The dating of the Cretan footprints thus sheds new light on the early evolution of human perambulation more than six million years ago. The earliest human foot used for upright walking had a sole with a strong parallel big toe, and successively shorter lateral toes , explains Per Ahlberg, professor at Uppsala University and co-author of the study. The foot had a shorter sole than that of Australopithecus. The arch was not yet pronounced and the heel was narrower.
Six million years ago, Crete was connected to the Greek mainland through the Peloponnese. According to Professor Madelaine Böhme, we cannot rule out a connection between the maker of the footprints and the possible pre-human Graecopithecus freybergi . Several years ago, Böhme's team identified this previously unknown pre-human species in present-day Europe from fossils from 7.2-million-year-old sites in Athens, just 250 kilometers away.
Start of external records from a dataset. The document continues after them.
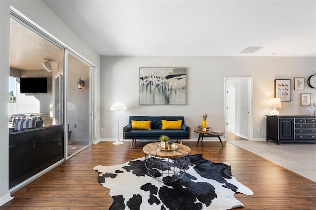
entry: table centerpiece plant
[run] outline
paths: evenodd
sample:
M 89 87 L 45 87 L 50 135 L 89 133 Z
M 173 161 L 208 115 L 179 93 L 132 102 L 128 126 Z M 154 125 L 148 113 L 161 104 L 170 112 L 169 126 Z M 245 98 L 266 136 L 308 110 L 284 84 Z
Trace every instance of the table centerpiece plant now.
M 168 141 L 170 138 L 168 136 L 161 135 L 159 137 L 160 140 L 160 146 L 164 149 L 168 149 Z
M 172 149 L 172 141 L 168 141 L 168 149 Z
M 208 116 L 208 114 L 206 114 L 205 112 L 201 115 L 203 118 L 203 120 L 202 121 L 202 129 L 204 129 L 205 128 L 206 130 L 206 128 L 207 127 L 207 121 L 206 121 L 206 119 L 207 118 Z

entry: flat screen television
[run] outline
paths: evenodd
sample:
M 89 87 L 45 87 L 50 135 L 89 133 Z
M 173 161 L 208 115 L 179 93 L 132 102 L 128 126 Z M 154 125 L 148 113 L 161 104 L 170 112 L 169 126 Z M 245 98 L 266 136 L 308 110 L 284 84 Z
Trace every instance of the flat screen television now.
M 47 93 L 47 77 L 21 77 L 21 93 Z

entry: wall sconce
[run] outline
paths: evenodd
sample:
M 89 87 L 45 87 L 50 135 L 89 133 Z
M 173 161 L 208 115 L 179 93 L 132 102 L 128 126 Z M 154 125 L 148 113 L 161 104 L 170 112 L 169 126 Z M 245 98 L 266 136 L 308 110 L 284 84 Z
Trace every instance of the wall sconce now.
M 51 68 L 51 64 L 50 62 L 48 60 L 46 60 L 45 61 L 43 62 L 43 66 L 49 72 L 51 72 L 53 70 L 53 69 Z
M 79 81 L 77 82 L 77 86 L 78 89 L 81 90 L 82 89 L 82 87 L 84 86 L 84 81 L 81 79 L 81 77 L 79 77 Z

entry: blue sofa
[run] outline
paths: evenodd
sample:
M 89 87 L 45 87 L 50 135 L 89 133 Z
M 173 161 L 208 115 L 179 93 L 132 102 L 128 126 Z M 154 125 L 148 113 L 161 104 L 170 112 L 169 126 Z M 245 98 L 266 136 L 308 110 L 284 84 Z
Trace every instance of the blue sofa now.
M 182 120 L 182 129 L 162 130 L 162 120 L 168 121 Z M 151 123 L 151 130 L 132 130 L 131 120 L 148 121 Z M 161 135 L 168 136 L 170 140 L 176 140 L 182 143 L 181 140 L 190 139 L 191 138 L 191 128 L 185 124 L 184 117 L 183 116 L 131 116 L 128 118 L 128 125 L 123 128 L 123 139 L 131 139 L 130 148 L 134 142 L 138 140 L 158 140 Z

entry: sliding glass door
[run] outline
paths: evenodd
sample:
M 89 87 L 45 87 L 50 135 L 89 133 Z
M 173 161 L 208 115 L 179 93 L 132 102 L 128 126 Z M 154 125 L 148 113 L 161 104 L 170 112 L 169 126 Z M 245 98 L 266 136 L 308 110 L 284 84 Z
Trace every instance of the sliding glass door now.
M 92 67 L 71 53 L 67 61 L 68 156 L 92 143 Z

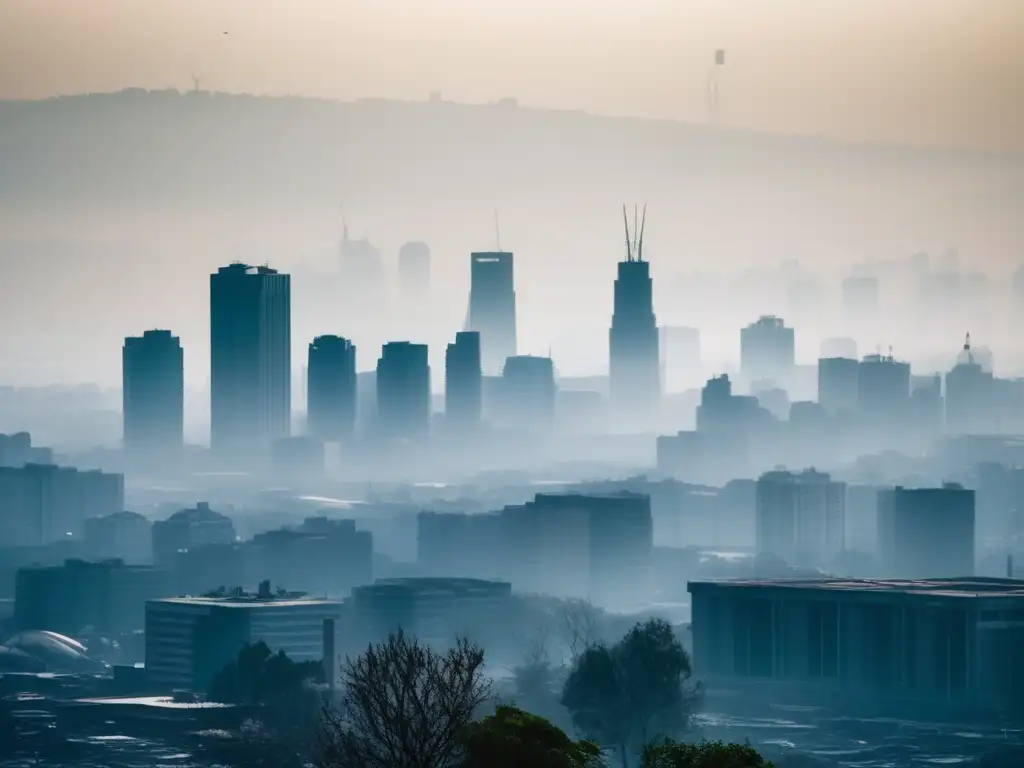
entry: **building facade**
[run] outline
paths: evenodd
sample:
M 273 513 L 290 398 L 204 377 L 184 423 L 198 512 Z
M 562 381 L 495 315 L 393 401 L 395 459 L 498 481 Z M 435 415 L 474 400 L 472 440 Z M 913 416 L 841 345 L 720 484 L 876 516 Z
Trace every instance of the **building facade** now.
M 317 336 L 306 368 L 306 431 L 324 441 L 355 431 L 355 345 L 340 336 Z
M 709 686 L 1005 709 L 1024 683 L 1024 582 L 691 582 L 688 590 L 694 669 Z
M 170 331 L 129 336 L 122 349 L 124 447 L 160 457 L 184 440 L 184 354 Z
M 294 596 L 175 597 L 145 603 L 145 671 L 163 691 L 205 691 L 246 644 L 260 641 L 293 662 L 324 658 L 324 622 L 342 603 Z
M 377 431 L 382 437 L 430 434 L 430 365 L 426 344 L 391 341 L 377 361 Z
M 232 263 L 210 275 L 210 443 L 251 454 L 291 434 L 291 278 Z
M 507 251 L 472 253 L 466 330 L 480 334 L 483 373 L 498 376 L 516 353 L 514 257 Z

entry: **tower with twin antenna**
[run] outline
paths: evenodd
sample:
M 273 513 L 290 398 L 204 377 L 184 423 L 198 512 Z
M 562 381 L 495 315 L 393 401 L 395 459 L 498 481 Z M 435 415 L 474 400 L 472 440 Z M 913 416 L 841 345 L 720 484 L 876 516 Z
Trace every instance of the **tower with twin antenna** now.
M 608 394 L 616 431 L 654 426 L 660 402 L 657 321 L 650 263 L 643 257 L 647 208 L 633 209 L 633 228 L 623 206 L 626 258 L 618 262 L 608 333 Z

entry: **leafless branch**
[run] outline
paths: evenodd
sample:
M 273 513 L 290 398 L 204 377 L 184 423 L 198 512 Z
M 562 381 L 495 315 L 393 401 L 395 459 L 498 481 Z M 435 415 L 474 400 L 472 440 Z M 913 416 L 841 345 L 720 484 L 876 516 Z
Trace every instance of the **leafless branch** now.
M 346 662 L 337 709 L 324 713 L 317 768 L 447 768 L 459 736 L 490 698 L 483 650 L 437 653 L 402 633 Z

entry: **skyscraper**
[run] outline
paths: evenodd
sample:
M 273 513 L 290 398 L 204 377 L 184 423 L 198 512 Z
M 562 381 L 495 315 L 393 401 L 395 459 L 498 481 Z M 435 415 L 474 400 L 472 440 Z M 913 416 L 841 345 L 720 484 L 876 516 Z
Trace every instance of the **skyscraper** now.
M 785 385 L 796 366 L 796 338 L 781 317 L 764 316 L 739 332 L 739 368 L 749 382 Z
M 756 499 L 758 554 L 788 565 L 828 564 L 842 554 L 846 483 L 813 469 L 767 472 Z
M 498 376 L 516 353 L 515 281 L 507 251 L 470 254 L 469 316 L 466 330 L 480 334 L 483 373 Z
M 547 432 L 555 422 L 556 391 L 550 357 L 509 357 L 502 371 L 500 423 L 516 430 Z
M 130 452 L 181 447 L 184 365 L 170 331 L 129 336 L 121 353 L 124 445 Z
M 377 360 L 377 427 L 384 437 L 430 433 L 430 365 L 427 345 L 391 341 Z
M 210 443 L 251 450 L 292 422 L 291 279 L 232 263 L 210 275 Z
M 355 346 L 340 336 L 317 336 L 309 345 L 306 428 L 325 441 L 340 441 L 355 429 Z
M 623 209 L 623 217 L 626 209 Z M 650 426 L 660 398 L 657 324 L 650 263 L 643 260 L 643 223 L 626 224 L 626 260 L 618 262 L 608 333 L 608 394 L 620 428 Z
M 430 295 L 430 247 L 406 243 L 398 249 L 398 290 L 402 302 L 422 305 Z
M 455 431 L 471 431 L 480 424 L 483 375 L 480 334 L 462 331 L 444 352 L 444 420 Z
The study also confirms recent research and thesis by Böhme's team, according to which six million years ago the European continent and the Middle East were separated from East Africa by a relatively brief expansion of the Sahara. Geochemical analysis of six-million-year-old beach deposits on Crete suggests that desert dust from North Africa was blown there by wind. The team arrived at an age of between 500 million and 900 million years before present by dating dust-sized mineral grains. These time periods are typical for North African desert dust, the authors said.
Recent research in paleoanthropology also suggested that it could be ruled out that the African ape Sahelanthropus was a biped, and that Orrorin tugenensis , originally from Kenya and who lived between 6.1 and 5.8 million years ago, is the oldest pre-human in Africa, says Böhme.
Thus, short-term desertification and the geographic distribution of early human predecessors might be more closely related than previously thought. On the one hand, a desertification phase 6.25 million years ago in Mesopotamia could have initiated a migration of European mammals, possibly including apes, to Africa.
On the other hand, the second phase of the sealing of the continents by the Sahara 6 million years ago could have allowed a separate development of the pre-human African Orrorin tugenensis parallel to a European prehuman. According to this principle, called by Böhme desert oscillation , the successive short-term desertifications in Mesopotamia and the Sahara caused a migration of mammals from Eurasia to Africa.